Original title: ALMANACS: A Simulatability Benchmark for Language Model Explainability
Authors: Edmund Mills, Shiye Su, Stuart Russell, Scott Emmons
In this article, the authors discuss the challenge of measuring the effectiveness of language model explainability methods. While many methods have been developed, they are often evaluated on different tasks, making it difficult to compare their performance. To address this issue, the authors propose ALMANACS, a benchmark for evaluating language model explainability.
ALMANACS focuses on simulatability, which measures how well explanations improve the prediction of a model’s behavior on new inputs. The benchmark includes twelve scenarios related to safety, such as ethical reasoning and advanced AI behaviors.
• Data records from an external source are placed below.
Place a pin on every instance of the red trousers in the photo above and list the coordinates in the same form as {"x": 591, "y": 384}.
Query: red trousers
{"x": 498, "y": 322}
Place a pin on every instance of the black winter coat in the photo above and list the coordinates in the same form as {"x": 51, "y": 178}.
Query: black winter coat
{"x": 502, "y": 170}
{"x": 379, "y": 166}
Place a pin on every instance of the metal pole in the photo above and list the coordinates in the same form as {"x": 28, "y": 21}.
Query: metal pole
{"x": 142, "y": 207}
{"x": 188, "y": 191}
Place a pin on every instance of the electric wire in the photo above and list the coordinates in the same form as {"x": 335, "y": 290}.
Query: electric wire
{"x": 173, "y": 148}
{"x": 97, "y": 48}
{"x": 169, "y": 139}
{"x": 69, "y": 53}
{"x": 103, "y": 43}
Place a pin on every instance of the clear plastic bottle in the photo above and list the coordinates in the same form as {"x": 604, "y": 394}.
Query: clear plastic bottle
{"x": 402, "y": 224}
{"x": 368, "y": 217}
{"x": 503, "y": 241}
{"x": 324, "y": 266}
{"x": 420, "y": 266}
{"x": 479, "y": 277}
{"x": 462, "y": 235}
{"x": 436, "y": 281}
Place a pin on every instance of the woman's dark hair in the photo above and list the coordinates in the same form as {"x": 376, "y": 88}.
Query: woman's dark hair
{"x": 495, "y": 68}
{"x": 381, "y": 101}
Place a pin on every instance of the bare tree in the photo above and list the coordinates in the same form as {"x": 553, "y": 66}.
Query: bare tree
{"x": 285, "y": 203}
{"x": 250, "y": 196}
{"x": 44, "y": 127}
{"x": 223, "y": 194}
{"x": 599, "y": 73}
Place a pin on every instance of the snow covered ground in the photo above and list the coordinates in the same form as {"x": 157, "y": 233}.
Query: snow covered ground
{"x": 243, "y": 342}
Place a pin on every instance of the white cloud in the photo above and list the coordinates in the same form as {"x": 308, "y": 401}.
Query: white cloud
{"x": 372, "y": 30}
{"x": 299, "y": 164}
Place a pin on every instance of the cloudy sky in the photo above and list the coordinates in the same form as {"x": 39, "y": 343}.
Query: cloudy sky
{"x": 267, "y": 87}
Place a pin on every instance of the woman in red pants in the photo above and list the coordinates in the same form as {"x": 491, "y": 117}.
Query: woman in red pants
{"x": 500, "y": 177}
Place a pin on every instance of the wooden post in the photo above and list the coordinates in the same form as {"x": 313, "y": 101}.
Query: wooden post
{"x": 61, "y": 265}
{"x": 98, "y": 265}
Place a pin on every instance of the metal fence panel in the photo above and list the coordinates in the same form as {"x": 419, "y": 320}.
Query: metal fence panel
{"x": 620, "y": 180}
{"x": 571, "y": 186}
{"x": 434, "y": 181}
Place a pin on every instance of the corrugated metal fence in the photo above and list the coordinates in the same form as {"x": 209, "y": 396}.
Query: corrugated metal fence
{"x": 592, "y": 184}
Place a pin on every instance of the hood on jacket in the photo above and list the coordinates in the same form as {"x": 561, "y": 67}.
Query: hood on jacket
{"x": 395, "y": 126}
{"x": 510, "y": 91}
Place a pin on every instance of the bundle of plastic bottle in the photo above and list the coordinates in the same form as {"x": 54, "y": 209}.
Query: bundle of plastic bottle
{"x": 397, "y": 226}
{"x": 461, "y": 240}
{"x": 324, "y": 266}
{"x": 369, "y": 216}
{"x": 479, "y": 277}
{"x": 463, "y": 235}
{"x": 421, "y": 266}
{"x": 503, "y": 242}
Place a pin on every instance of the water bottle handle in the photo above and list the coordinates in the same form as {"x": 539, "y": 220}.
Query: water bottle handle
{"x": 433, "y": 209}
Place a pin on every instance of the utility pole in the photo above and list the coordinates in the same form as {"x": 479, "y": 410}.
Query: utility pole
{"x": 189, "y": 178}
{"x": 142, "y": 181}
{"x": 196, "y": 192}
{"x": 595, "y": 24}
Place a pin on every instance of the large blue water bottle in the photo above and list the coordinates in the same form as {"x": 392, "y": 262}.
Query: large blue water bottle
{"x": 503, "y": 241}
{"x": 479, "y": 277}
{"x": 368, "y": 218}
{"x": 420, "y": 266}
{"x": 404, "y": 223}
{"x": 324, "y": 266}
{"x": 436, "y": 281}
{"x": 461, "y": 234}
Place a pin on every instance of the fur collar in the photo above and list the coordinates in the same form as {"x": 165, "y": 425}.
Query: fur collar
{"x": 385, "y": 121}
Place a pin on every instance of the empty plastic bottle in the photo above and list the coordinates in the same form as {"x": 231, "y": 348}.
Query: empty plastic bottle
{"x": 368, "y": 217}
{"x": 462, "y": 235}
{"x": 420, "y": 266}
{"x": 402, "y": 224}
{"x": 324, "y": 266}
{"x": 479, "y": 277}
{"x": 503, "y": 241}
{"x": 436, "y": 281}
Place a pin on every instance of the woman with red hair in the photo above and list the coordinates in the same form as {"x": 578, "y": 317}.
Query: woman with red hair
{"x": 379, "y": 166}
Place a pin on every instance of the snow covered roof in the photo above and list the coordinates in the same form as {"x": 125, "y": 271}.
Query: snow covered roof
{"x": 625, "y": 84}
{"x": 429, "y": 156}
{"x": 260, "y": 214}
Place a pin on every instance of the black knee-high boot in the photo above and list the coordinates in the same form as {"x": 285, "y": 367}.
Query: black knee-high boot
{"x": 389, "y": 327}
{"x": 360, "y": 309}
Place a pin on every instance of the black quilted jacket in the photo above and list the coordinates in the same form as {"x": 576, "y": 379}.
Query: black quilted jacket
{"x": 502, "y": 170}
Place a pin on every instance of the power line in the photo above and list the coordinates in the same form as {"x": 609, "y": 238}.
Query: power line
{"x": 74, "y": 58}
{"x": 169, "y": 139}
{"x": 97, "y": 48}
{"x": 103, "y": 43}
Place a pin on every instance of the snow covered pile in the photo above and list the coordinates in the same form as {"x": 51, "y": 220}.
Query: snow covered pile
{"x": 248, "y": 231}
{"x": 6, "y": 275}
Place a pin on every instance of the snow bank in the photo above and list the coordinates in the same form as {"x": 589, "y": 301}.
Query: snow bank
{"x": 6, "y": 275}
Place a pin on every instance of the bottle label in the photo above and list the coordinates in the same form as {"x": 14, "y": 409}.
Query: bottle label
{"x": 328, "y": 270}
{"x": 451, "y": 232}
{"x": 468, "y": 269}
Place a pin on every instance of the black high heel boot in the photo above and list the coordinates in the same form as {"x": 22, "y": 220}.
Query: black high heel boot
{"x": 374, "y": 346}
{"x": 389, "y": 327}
These scenarios are designed to elicit specific behaviors from the models and have a distributional shift between training and testing data to encourage accurate explanations.
Using ALMANACS, the authors evaluate several explanation methods, including counterfactuals, rationalizations, attention, and Integrated Gradients explanations. Unfortunately, the results show that none of these methods outperform the control group without explanations when averaged across all topics. This suggests that developing an explanation method that truly aids simulatability in ALMANACS remains a challenge.
In conclusion, this article highlights the need for standardized benchmarks like ALMANACS to compare language model explainability methods. The results also indicate that further research is required to improve the effectiveness of these methods in aiding model understanding and behavior prediction.